The first AUKUS artificial intelligence (AI) and autonomy trial was held in the UK recently, with the aim of rapidly driving these technologies into responsible military use. The work saw the initial joint deployment of Australian, UK and US AI-enabled assets in a collaborative swarm to detect and track military targets in a representative environment in real time. Accelerating the development of these technologies will have a massive impact on coalition military capability.
The trial, organised by the UK’s Defence Science and Technology Laboratory (Dstl), achieved world firsts, including the live retraining of models in flight and the interchange of AI models between AUKUS nations. The AUKUS collaboration is looking to rapidly drive these technologies into military capabilities. The AUKUS Advanced Capabilities Pillar, known as Pillar 2, is pursuing a trilateral programme of work on a range of leading-edge technologies and capabilities to promote security and stability in the Indo-Pacific region. Through Pillar 2, Australia, the UK, and the US have collaborated to accelerate collective understanding of AI and autonomy technologies, and how to rapidly field robust, trustworthy AI and autonomy in complex operations, while adhering to the shared values of safe and responsible AI.
Autonomy and AI will transform the way Defence operates. The strategic environment is rapidly evolving, meaning we must adapt our technologies at pace if we are to maintain our operational advantage. By sharing AI – and the underpinning data to enable it – with one another, Australia, UK, and US militaries can access the best AI, reduce duplication of effort, and ensure interoperability.
The event was attended by senior AUKUS Advanced Capabilities pillar leaders – General Rob Magowan (UK), Deputy Chief of the Defence Staff (Financial and Military Capability), Abraham (Abe) Denmark (US), Senior Advisor to the Secretary of Defense for AUKUS, and Hugh Jeffrey (AUS), Deputy Secretary Strategy, Policy and Industry. UK Deputy Chief of Defence Staff, Military Capability, Lieutenant General Rob Magowan said: “This trial demonstrates the military advantage of AUKUS advanced capabilities, as we work in coalition to identify, track and counter potential adversaries from a greater distance and with greater speed. Service personnel, scientists and engineers from our three nations combined to develop and share critical information to enhance commanders’ decision making.
“Accelerating technological advances will deliver the operational advantages necessary to defeat current and future threats across the battlespace. We are committed to collaborating with partners to ensure that we achieve this while also promoting the responsible development and deployment of AI.”
US Senior Advisor to the Secretary of Defense for AUKUS, Abe Denmark said: “We recognise the immense importance of this collaboration in strengthening our collective national security of our nations. The development and deployment of advanced artificial intelligence technologies have the potential to transform the way we approach defense and security challenges. This capability demonstration is truly a shared effort and is thus a critical step in our collective initiative to stay ahead of emerging threats. By pooling our expertise and resources through our AUKUS partnerships, we can ensure that our militaries are equipped with the latest and most effective tools to defend our nations and uphold the principles of freedom and democracy around the world.”

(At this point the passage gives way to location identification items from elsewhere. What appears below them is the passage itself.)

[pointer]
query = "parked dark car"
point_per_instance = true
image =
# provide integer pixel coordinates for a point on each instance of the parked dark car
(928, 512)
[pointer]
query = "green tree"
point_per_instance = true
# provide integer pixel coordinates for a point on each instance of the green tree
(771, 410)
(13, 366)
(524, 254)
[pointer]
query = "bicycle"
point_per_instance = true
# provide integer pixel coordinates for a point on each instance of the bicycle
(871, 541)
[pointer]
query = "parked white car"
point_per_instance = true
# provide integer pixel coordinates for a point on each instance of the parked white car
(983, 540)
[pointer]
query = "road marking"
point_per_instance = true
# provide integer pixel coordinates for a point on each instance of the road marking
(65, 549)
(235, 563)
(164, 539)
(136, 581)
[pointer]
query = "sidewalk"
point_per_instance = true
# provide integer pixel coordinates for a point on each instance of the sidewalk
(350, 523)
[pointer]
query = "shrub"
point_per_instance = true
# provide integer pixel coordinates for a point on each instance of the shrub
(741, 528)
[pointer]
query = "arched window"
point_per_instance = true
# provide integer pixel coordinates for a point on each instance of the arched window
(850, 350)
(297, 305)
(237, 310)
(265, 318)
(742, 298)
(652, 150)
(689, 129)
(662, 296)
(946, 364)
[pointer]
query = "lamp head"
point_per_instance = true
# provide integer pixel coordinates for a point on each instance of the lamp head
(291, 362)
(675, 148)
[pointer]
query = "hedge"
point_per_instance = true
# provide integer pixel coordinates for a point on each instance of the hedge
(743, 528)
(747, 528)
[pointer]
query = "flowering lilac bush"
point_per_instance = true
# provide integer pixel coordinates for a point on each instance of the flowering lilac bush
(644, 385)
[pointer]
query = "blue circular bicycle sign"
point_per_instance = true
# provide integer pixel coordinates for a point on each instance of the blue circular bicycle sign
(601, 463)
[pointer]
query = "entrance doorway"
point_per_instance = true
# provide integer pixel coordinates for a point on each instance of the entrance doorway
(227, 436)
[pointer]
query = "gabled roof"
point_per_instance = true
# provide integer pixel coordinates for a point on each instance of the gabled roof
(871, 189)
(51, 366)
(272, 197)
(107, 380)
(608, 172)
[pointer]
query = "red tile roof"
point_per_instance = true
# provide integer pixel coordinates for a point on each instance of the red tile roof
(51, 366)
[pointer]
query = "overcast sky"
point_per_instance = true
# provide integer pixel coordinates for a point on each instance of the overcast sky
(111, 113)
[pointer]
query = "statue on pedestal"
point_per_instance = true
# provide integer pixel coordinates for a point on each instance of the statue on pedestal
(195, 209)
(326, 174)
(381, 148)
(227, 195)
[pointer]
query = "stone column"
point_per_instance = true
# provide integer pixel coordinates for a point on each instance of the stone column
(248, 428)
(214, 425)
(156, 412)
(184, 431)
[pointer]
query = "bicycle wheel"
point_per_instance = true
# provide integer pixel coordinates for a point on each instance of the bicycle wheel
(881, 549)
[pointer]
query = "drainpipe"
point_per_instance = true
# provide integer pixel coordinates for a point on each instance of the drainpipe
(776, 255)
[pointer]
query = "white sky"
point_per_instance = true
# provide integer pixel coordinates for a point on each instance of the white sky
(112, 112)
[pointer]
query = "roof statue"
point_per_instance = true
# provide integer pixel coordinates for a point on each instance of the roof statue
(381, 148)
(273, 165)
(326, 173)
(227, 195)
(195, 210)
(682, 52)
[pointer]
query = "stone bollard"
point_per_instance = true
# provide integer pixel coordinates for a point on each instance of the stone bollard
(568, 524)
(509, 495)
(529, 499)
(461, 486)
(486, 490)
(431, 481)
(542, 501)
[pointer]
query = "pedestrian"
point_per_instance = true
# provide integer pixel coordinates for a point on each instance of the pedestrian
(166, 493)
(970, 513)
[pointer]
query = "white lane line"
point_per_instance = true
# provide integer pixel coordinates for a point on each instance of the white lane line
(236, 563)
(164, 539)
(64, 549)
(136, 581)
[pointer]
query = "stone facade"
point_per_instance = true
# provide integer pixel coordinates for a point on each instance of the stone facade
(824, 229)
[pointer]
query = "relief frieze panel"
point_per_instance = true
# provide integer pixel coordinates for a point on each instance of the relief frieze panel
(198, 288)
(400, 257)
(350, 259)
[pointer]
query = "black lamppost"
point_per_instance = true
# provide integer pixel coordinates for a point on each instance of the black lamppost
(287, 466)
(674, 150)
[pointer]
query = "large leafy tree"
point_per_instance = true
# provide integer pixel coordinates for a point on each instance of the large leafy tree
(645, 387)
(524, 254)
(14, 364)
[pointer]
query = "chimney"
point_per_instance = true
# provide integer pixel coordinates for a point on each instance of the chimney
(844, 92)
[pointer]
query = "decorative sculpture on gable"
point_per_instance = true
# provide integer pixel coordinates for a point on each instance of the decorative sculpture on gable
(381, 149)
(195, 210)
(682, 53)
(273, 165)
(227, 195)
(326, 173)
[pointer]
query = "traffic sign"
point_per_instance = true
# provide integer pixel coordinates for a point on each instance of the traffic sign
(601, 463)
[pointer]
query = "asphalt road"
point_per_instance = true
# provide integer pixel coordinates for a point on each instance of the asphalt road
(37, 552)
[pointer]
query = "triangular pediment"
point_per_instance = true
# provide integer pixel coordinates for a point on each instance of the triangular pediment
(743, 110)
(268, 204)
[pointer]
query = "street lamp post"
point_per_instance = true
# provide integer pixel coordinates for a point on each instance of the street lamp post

Australian Deputy Secretary, Strategy, Policy and Industry, Hugh Jeffrey said: “The AUKUS AI and Autonomy trial in Salisbury Plains demonstrated AI algorithms working in a mission-tailored adaptive capability. The AUKUS research and operator teams collaborated to develop, test and evaluate joint machine-learning models, and operate our different national platforms on the battlefield. I was impressed to see AI models rapidly updated at the tactical edge to incorporate new targets, which were immediately shared among the three partners to deliver decision advantage and meet changing mission requirements. This cooperation under AUKUS Pillar 2 will deliver a capability greater than any one country could achieve alone, and this really is the rationale for the AUKUS partnership at work.”
More than 70 military and civilian defence personnel and industry contractors were involved in the exercise in April. The trial utilised a variety of air and ground vehicles to test target identification capability, including: Blue Bear Ghost (UK) and Boeing/Insitu CT220 (AUS) uncrewed aerial vehicles (UAVs), Challenger 2 tank, Warrior armoured vehicle and Viking uncrewed ground vehicle (UGV), along with a commercially hired FV433 Abbot self-propelled gun and former Eastern Bloc BMP OT-90.
The trilateral teams collaborated to develop joint machine-learning (ML) models, apply test and evaluation processes, and fly on different national UAVs. The ML models were quickly updated to include new targets and shared among the coalition and AI models retrained to meet changing mission requirements.